Carta Capital
A liberdade só é possível com igualdade e
respeito ao outro
Como sempre ocorre, a vida correu e Lula completou o
primeiro ano de seu terceiro e difícil mandato. Um economista raiz, assim fala
a molecada, embrenhar-se-ia no matagal de suas sapiências econômicas
para esfregar as árvores de suas certezas e despejar conselhos e
recomendações ao presidente. Vou escapar a tais protagonismos e agradecer
a Lula por sua proeza menos celebrada, mas, em minhas modestas avaliações, a
mais valiosa. A vida política nacional voltou a respirar os ares da tolerância
e da busca da convergência, mesmo entre divergentes que divergem de forma
radical.
Sugeri ao amigo e companheiro Gabriel Galípolo que, diante do catennaccio armado pela defesa dos adversários da civilização e da democracia, nos restam as habilidades do bom driblador. Não sabemos se as manobras do habilidoso vão culminar com a bola na rede. Tomara. No momento, resta-nos, torcedores, agradecer pelo retorno da civilidade no Brasil, mais uma vez espargida para além-fronteiras.
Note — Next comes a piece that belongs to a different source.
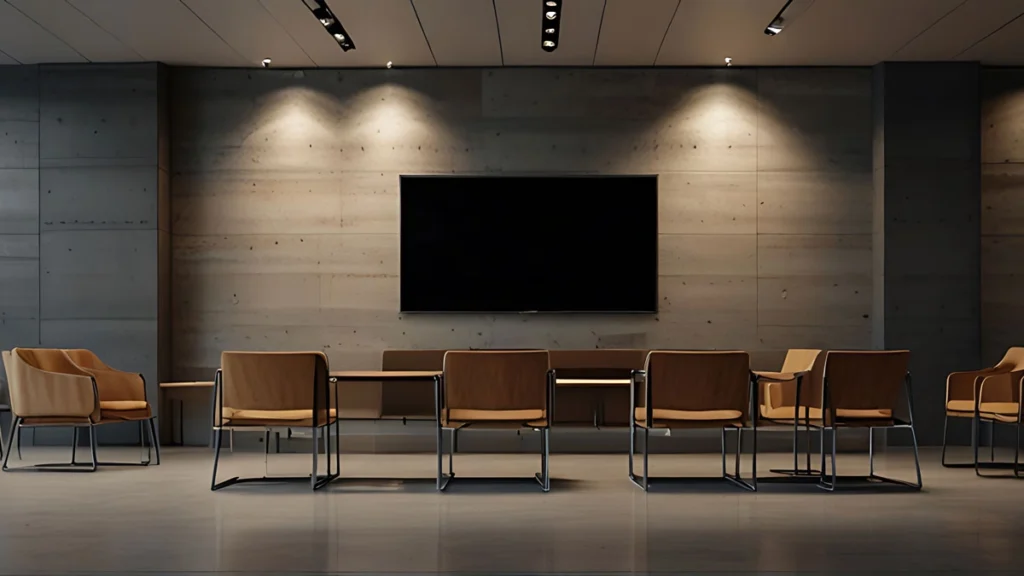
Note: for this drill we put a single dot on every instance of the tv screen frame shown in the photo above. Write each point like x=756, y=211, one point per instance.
x=627, y=274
Uma pergunta torna-se, no entanto,
inevitável: estamos nós e Luiz Inácio, o Lula, a sofrer no mundo uma crise
que nega os princípios fundamentais que regem a vida civilizada e democrática?
Se isso for verdade, quanto tempo mais a humanidade suportará tamanha
regressão?
A angústia torna-se ainda maior quando
constatamos que as possibilidades de conforto material para a grande maioria da
população deste planeta são reais. É preciso agradecer ao capitalismo, e ao seu
desatinado desenvolvimento, pela exuberância de riqueza gerada. Ele
proporcionou ao homem o domínio da natureza e uma espantosa capacidade de
produzir em larga escala os bens essenciais para as satisfações das
necessidades humanas imediatas. Diante dessa riqueza, é difícil encontrar
razões para explicar a escassez de comida, de transporte, de saúde, de moradia,
de segurança contra a velhice etc. Numa expressão: escassez de bem-estar.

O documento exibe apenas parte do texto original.